Unlike the Chevy Volt, which has an internal combustion engine that can drive the front wheels directly in certain situations, the Nissan will have have a range extender engine that is used solely to generate electricity. It will not be able to power the front wheels at all. “Next year we announce what it’s called,” Shimoida said.
That’s similar to the system BMW uses for its i3 REx. Shimoida acknowledges the similarity to the BMW approach, but said his company refers to its system differently. “It’s something like that [range extender]. But we call it a series hybrid,” he says. He declined to give details about how far the new Nissan would be able to travel using a combination of battery and generator power. The BMW i3 can go about 150 miles before needing to refuel.
Could the new Nissan be based on the IDS Concept the company revealed at the Tokyo motor show last month? That car featured styling that was much more exciting than the LEAF. As good as that car is, its styling has never been its strong suit.
Why would Nissan, the world’s leading electric vehicle manufacturer, be introducing an EV with a range extender motor? People are noticing that there are a lot fewer EVs on the road then we thought there would be a few years ago. President Obama famously predicted there would be a million EVs on American roads by the end of 2015. In actuality, there are only one third that number.
People are still spooked by electric cars. They don’t understand quite how they work or how to recharge them. Dealers are doing a lousy job of selling them. Range anxiety is real for many mainstream drivers who fear being stranded miles from home. The recharging infrastructure- even considering the growing Tesla Supercharger network– to support more electric cars is still in its infancy.

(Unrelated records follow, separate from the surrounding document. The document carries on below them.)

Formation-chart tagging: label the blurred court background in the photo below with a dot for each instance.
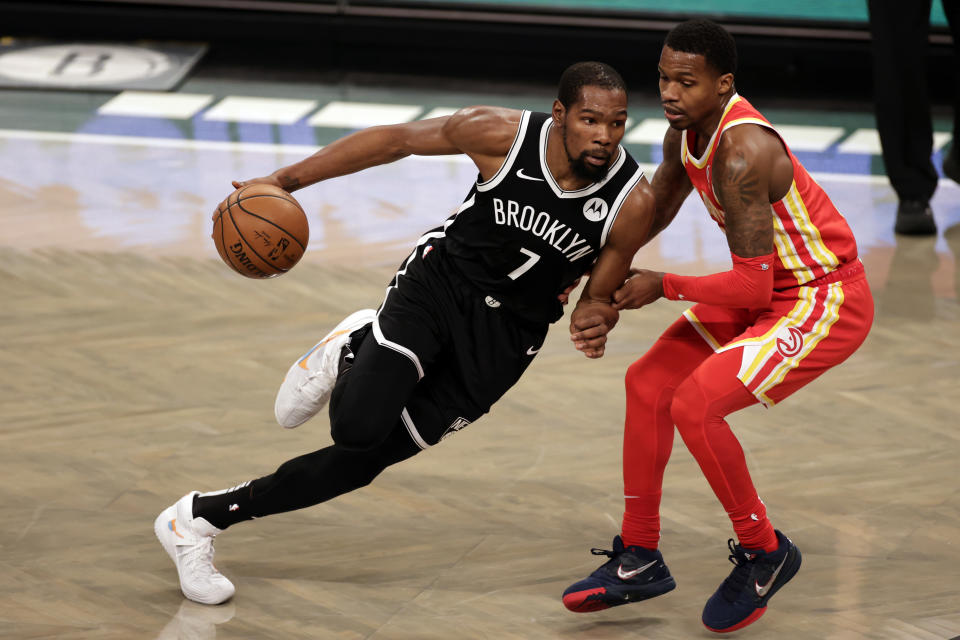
(135, 366)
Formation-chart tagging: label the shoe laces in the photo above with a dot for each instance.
(742, 561)
(200, 557)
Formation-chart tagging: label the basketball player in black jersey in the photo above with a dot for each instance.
(556, 196)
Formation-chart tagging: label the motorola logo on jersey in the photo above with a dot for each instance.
(571, 244)
(595, 209)
(456, 425)
(791, 344)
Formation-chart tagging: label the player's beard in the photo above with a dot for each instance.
(581, 168)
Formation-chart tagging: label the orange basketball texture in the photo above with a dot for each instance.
(260, 231)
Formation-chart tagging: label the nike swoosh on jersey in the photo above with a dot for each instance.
(521, 174)
(762, 591)
(303, 361)
(626, 575)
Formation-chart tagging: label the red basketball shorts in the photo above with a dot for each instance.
(805, 331)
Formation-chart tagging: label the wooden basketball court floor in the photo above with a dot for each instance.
(135, 367)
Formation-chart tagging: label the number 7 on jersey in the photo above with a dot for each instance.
(532, 259)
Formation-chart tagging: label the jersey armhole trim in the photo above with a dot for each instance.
(618, 204)
(511, 156)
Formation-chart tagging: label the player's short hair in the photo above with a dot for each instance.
(587, 74)
(706, 38)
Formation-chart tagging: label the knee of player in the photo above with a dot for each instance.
(686, 408)
(357, 434)
(643, 387)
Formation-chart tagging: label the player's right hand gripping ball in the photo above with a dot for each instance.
(260, 231)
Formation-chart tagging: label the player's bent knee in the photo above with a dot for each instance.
(688, 409)
(643, 391)
(358, 434)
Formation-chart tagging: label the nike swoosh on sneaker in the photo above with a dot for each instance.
(626, 575)
(303, 361)
(172, 525)
(521, 174)
(762, 590)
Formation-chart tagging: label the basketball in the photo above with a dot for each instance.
(260, 231)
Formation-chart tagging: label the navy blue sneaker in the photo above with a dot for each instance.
(632, 574)
(757, 575)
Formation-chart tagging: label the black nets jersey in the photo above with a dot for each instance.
(521, 238)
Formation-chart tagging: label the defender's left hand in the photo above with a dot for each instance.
(590, 323)
(641, 288)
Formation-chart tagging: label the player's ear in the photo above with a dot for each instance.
(725, 83)
(559, 111)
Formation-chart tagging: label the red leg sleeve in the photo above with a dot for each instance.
(648, 429)
(699, 407)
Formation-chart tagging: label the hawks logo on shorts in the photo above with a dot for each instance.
(790, 344)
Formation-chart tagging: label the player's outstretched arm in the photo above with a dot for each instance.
(483, 133)
(594, 316)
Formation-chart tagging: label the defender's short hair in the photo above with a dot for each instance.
(587, 74)
(706, 38)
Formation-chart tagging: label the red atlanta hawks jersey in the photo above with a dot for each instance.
(811, 237)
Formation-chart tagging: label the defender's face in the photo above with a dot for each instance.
(592, 129)
(690, 90)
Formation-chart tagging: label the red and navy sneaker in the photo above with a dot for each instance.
(757, 575)
(632, 574)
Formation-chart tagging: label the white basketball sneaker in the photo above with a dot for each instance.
(189, 543)
(310, 380)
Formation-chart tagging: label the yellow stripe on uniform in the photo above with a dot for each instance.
(708, 152)
(812, 239)
(786, 251)
(820, 330)
(702, 330)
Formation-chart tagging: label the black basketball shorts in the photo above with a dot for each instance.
(466, 348)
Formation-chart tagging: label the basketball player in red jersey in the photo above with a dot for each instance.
(794, 304)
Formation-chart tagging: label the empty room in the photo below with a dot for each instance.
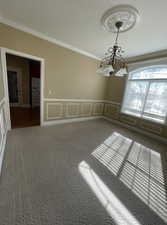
(83, 112)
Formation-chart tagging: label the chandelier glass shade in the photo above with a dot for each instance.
(113, 62)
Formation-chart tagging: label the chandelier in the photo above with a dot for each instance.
(118, 19)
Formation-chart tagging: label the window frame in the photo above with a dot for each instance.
(164, 123)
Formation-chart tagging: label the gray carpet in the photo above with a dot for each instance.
(46, 173)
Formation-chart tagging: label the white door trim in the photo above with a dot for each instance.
(4, 51)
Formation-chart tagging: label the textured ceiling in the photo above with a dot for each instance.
(77, 23)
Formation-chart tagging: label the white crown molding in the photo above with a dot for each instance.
(45, 37)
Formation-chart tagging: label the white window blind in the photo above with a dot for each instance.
(146, 94)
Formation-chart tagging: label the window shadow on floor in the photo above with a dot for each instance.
(135, 174)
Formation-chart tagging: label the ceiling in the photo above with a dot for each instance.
(77, 23)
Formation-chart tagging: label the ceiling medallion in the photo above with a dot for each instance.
(116, 20)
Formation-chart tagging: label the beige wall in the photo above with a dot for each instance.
(67, 74)
(115, 89)
(22, 64)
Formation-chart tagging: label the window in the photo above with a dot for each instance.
(146, 94)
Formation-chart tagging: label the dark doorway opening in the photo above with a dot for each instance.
(24, 91)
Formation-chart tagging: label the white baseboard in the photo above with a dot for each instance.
(154, 136)
(2, 151)
(55, 122)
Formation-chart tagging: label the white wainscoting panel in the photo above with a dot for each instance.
(54, 110)
(72, 110)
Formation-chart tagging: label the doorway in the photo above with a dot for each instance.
(23, 76)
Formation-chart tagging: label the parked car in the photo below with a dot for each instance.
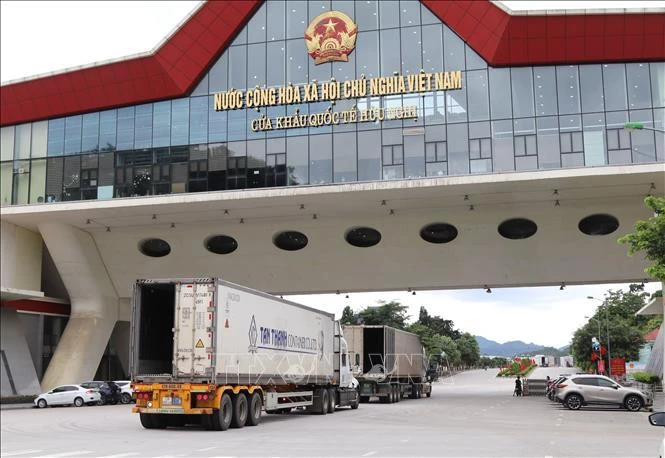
(586, 389)
(126, 391)
(68, 395)
(551, 394)
(96, 384)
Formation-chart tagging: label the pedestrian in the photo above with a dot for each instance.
(518, 387)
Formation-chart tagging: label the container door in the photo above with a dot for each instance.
(336, 351)
(193, 339)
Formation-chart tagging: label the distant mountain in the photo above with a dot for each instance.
(513, 348)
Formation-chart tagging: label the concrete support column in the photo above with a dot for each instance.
(94, 304)
(17, 371)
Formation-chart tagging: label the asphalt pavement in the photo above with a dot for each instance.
(472, 414)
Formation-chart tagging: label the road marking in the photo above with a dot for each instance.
(120, 455)
(78, 452)
(20, 452)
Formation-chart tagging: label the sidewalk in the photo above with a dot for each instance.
(14, 406)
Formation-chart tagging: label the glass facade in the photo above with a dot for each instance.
(502, 119)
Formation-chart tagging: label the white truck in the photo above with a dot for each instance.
(206, 351)
(389, 363)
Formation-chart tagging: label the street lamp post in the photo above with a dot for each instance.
(598, 335)
(607, 330)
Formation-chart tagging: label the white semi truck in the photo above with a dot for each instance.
(206, 351)
(389, 363)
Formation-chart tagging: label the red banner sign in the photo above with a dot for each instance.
(601, 366)
(618, 366)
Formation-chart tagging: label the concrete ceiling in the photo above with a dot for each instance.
(479, 256)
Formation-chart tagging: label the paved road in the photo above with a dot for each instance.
(471, 415)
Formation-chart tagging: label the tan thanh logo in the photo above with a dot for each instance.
(331, 36)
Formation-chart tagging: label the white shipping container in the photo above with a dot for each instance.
(212, 331)
(265, 340)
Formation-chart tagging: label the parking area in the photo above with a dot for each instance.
(472, 414)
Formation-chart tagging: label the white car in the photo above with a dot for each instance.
(125, 391)
(68, 395)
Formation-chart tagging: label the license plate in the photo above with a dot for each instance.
(167, 401)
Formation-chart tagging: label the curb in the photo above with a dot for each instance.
(16, 406)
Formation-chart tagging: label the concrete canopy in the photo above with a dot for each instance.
(479, 256)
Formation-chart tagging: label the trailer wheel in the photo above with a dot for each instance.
(356, 401)
(239, 417)
(321, 403)
(331, 400)
(254, 411)
(221, 419)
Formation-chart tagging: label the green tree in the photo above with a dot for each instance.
(348, 317)
(618, 321)
(468, 348)
(649, 237)
(438, 324)
(387, 314)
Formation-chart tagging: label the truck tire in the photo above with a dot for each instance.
(220, 420)
(356, 401)
(324, 401)
(254, 404)
(332, 400)
(240, 410)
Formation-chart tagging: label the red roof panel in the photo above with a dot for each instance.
(178, 65)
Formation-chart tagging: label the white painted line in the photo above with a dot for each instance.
(120, 455)
(20, 452)
(77, 452)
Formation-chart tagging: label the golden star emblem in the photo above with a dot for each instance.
(330, 26)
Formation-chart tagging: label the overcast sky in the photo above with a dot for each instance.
(41, 37)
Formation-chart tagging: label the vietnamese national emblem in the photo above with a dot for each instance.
(331, 36)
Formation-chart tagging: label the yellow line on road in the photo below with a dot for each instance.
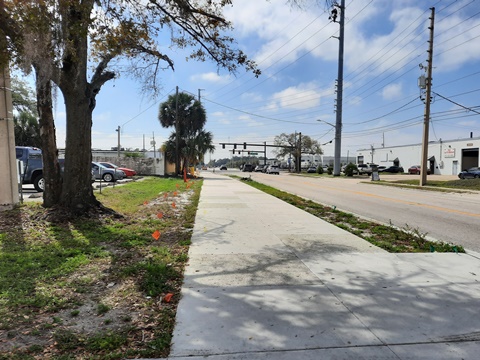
(438, 208)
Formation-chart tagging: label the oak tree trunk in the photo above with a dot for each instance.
(51, 167)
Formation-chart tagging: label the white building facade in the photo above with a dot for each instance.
(445, 157)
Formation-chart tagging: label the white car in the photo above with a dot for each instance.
(273, 169)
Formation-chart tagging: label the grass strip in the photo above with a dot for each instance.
(387, 237)
(95, 287)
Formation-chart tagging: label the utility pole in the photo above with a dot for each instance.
(177, 137)
(338, 123)
(118, 142)
(299, 152)
(8, 177)
(426, 120)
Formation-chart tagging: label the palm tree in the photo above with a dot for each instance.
(192, 142)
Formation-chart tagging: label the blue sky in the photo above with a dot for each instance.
(296, 49)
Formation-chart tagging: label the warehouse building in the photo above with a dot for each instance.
(445, 157)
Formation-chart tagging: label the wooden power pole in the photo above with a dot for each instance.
(426, 120)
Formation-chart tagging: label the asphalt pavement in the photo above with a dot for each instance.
(266, 280)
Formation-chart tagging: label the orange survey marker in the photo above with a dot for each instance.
(156, 235)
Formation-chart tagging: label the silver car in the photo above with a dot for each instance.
(103, 173)
(472, 173)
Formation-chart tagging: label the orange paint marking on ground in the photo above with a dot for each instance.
(156, 235)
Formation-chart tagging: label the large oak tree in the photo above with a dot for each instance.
(73, 43)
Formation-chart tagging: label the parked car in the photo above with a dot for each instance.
(273, 169)
(247, 168)
(415, 169)
(365, 168)
(128, 172)
(470, 173)
(107, 174)
(392, 169)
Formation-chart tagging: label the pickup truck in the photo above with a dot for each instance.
(32, 166)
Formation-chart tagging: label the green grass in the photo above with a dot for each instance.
(49, 270)
(386, 237)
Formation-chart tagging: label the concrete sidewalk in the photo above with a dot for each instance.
(266, 280)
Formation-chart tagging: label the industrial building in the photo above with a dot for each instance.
(445, 157)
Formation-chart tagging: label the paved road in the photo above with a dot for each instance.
(451, 217)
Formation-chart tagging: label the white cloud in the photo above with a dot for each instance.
(392, 91)
(302, 96)
(211, 77)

EV purists often thumb their noses at ICE-equipped cars like the Chevy Volt and BMW i3 REx. My own son-in-law sniffs that he will never own a car with an internal combustion engine of any kind ever again and, perhaps, in 10 or 15 years, we will look back on these internal combustion machines as quaint anachronisms. We will shake our heads and ask, “What did people ever see in them?” But they may be the bridge the world needs between conventional cars and electric cars. Nissan’s new marketing strategy may prove to be quite brilliant.